The term hackathon may inspire visions of software engineers writing code en masse at 3 a.m. while drinking Red Bull. But that’s one model. It’s also known as “a gathering where industry experts collaboratively address pressing issues in an extreme manner over a short period of time.”

Both versions share some of the same aims, include encouraging innovation and providing a forum for different perspectives to solutions and both can take place outside the normal day-to-day business.
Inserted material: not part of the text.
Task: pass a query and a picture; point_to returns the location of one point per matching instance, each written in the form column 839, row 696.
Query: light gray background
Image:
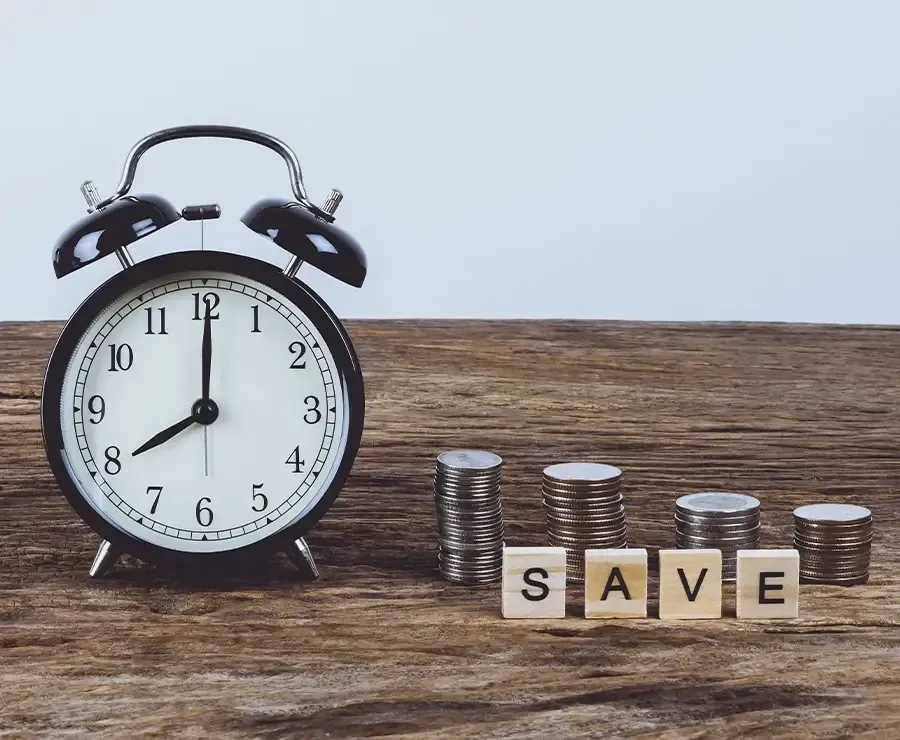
column 500, row 158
The second model was put to the test last month at Staffing Industry Analysts’ Executive Forum in San Diego, Calif., in a competitive “Profitability Maximization Hackathon” to solve two fictional case studies of contingent workforce challenges.

“The hackathon model is a great mechanism to share ideas and identify areas of opportunity because it forces individuals from different companies and backgrounds to confront the same problems,” says Bryan Peña, senior VP, contingent workforce strategies at Staffing Industry Analysts. “This allows people to think outside their current understanding and identify potentially innovative ideas and solutions that may not have been obvious otherwise in a noncompetitive environment.”

Staffing executives divided into teams comprising representatives from several staffing firms and were given two business case scenarios to address:

  • A staffing buyer — after losing a patent battle in court — must reduce costs from its contingent workforce program. And it’s already a program with a VMS and understaffed MSP with $70 million in contingent workforce spend and more than 100 suppliers.
  • A longtime client asks a staffing firm to provide technical talent they have not supplied in the past and do not have experience in providing. If they refuse, the staffing firm could lose the account entirely, including the existing business.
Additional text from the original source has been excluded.